Além das histórias, e do festival estilístico que elas contêm, Contos Cruéis apresenta uma breve biografia, com foto, de cada escritor lembrado pelo organizador, que também assina uma nota introdutória curta, mas precisa, e um conto, o instigante – e de final arrepiante – Duas Margens. O prefácio, indispensável, é de Linaldo Guedes. O livro é para comprar, ler com calma e emprestar, sobretudo a apreciadores do gênero conto.

Em tempo: uma das acepções para o adjetivo ímpio, do latim impiu, é incrédulo, herege, falta de fé; ou seja, denota ou envolve impiedade, ou desumanidade, ou crueldade.

Trechos

Morte aos desempregados atrapalhados, aos assalariados desesperados, aos empreendedores ufanistas. Morte aos vendidos, aos comprados, aos perdidos! Morte a quem suspende os juros para vê-los caírem devagarinho, enganando as prestações alheias. Morte aos que devem e não pagam e aos que pagam direitinho, fazendo lucrar os usurários empalados de dinheiro.
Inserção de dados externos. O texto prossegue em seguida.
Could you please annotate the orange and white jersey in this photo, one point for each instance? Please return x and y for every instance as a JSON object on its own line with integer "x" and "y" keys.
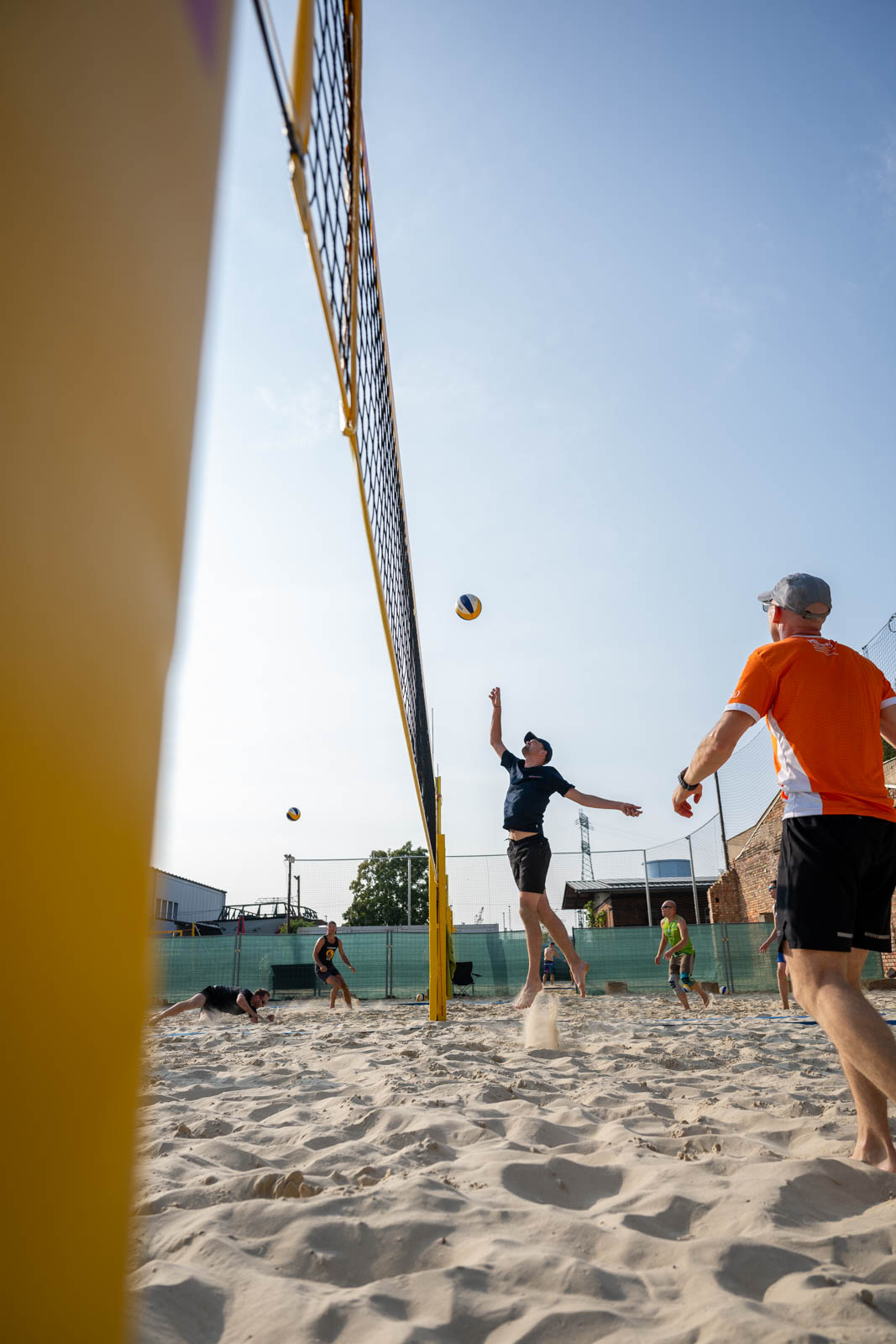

Morte aos aleijados que começam a andar repentinamente! Morte às gordas que emagrecem milagrosamente! Morte aos que pedem, aos que reclamam e lamentam. Morte aos que páram para ver os circos se incendiarem, aos que refrescam essas chamas, aos que deitam-se na fama. Morte aos livrinhos sagrados de auto-ajuda, à psicanálise do esquecimento e aos juízos que se espalham em prisões e linchamentos. Morte aos Deuses oniscientes, ignorantes e inclementes.

(Terrorismo, de Fernando Bonassi)

Muito perto. Cheiro de suor de gente e cavalo, bosta quente, alfafa, cigarro e brilhantina. Sem mover a cabeça, senti seus olhos de cobra percorrendo meu corpo inteiro, vagarosamente. Leão entediado, general espartano, tão minucioso que podia descobrir a cicatriz de arame farpado escondida na minha coxa direita, os três pontos de uma pedrada, entre os cabelos, e pequenas marcas, mesmo as que eu desconhecia, todas as verrugas e os sinais mais secretos da minha pele. Moveu o cigarro com os dentes. A brasa quente passou raspando junto à minha face. O mamilo do peito saliente roçou meu ombro. Voltei a estremecer.

  – Mocinho delicado, hein? É daqueles bem-educados, é? Se te pego num cortado brabo, tu vai ver o que é bom pra tosse, perobão.

(Sargento Garcia, 1987, de Caio Fernando Abreu)

O suor da minha camisa não mitigava a sede. Ainda que eu pedisse, não me deixariam beber de um líquido envenenado pelo temor e o delírio verbal. O jogo custava-me vida e honra, mas era o preço a pagar-se para ganhá-lo de volta. Acaso pensavam que me podiam arrancar a vida porque me faltaria a coragem de usar uma vez mais as palavras que me matando por dentro abriam-me a porta para esta mesma vida?

Eu sei que a palavra é a vida. Mas, o que dizer dela quando se distancia do arrebato popular e perde a função? Eu sei que a vida prova-se com a palavra, mas quando nos é ela extraída à força e ainda assim a vida nos fica, não é a vida o único tesouro com que se recomeça a viver? É o que venho fazendo, Zé, diariamente averiguo o nível da água dessa minha existência.